Set the bar low here, and choose small actions you can take. When at work, you focus your attention on them. Let’s say you’re feeling disconnected from people at work, so you write down a list of people at work you can stop by to say hi to each day in the morning, or invite for lunch. If you’re feeling unmotivated and have little energy, give yourself a daily energy break where you leave the building and go for a walk, treating yourself to a good coffee.

This might be good for now, but if you want to take this process even further, you can use some of the resources and structures that Burnett and Evans suggest. Below is a short summary, but you can find all the resources you need on their website.

  • Set aside time every week to reflect on what you have learned. In their book, Burnett and Evans have a useful template for daily journaling and a structure for a Sunday reflection session you can follow. They suggest that you note down every day your answers to these questions in a Good Work Journal: What did I learn? What did I initiate? Who did I help? And then on the weekend, you sit down for five to ten minutes and give yourself time to review and reflect on your week, making an effort to think about the things you are grateful for and found positive.
  • Then, the following Monday and for the next week, you do this whole process again. In this way, you’re not rushing out of something too fast, and you’re learning to design your own work, and in turn your life.

This way, instead of just sticking a new label on your job as “good enough for now”, you’re actually creating a whole new reality for yourself at work — a reframed one.

Creating the habit of reframing every day

“We’re not discontented kids in the backseat of the family minivan, but how many of us live our lives, especially our work lives, as if we are?” — Bill Burnett and Dave Evans

For me, choosing the “good enough for me” perspective is something I have to do every day, many times a day. It’s not a one-time fix. Am a failing? Maybe a little bit, but I like to think of it more as building muscle. This way, every time the fearful negative voice comes back and I tell myself that “it’s ok, I hear you. It’s good enough for now”, that muscle gets stronger. Hopefully, reframing will become so natural for me that it will become a habit, and not a technique anymore.

Using it is good enough for now as a mantra this past week has inspired me to apply it to other situations besides work too. As I’ve just started doing pilates, I’m still struggling with many exercises. My push-ups are ridiculous and the breaks frequent. But instead of putting myself down for not looking or being as strong and flexible as the instructors, I’ve told myself that it is good enough — making me feel more motivated to continue and happier.
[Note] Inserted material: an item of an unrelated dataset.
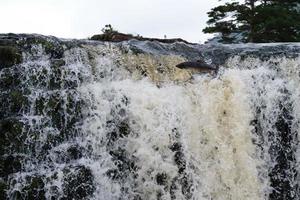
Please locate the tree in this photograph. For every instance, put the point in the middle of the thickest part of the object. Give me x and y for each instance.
(256, 21)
This simple reframe is not only simple to do and can support us to create change in our lives, but it is also something that makes us feel more grateful and mindful of what is already going well in our life.

We could easily fail to see what is actually good in our lives if we’re stuck in discontentedness — basically missing out on our own life — because we’re feeling like we’re not there yet and instead waiting to arrive at a place where we can be happy.

If you feel like you’re stuck in your career or at work, the reframe of Good enough, for now, might be valuable, so just go ahead and try it out right now.

And while you’re playing with this, why not think of other areas of your life too, like your relationships, where you live — even your writing, and see if you can feel a shift?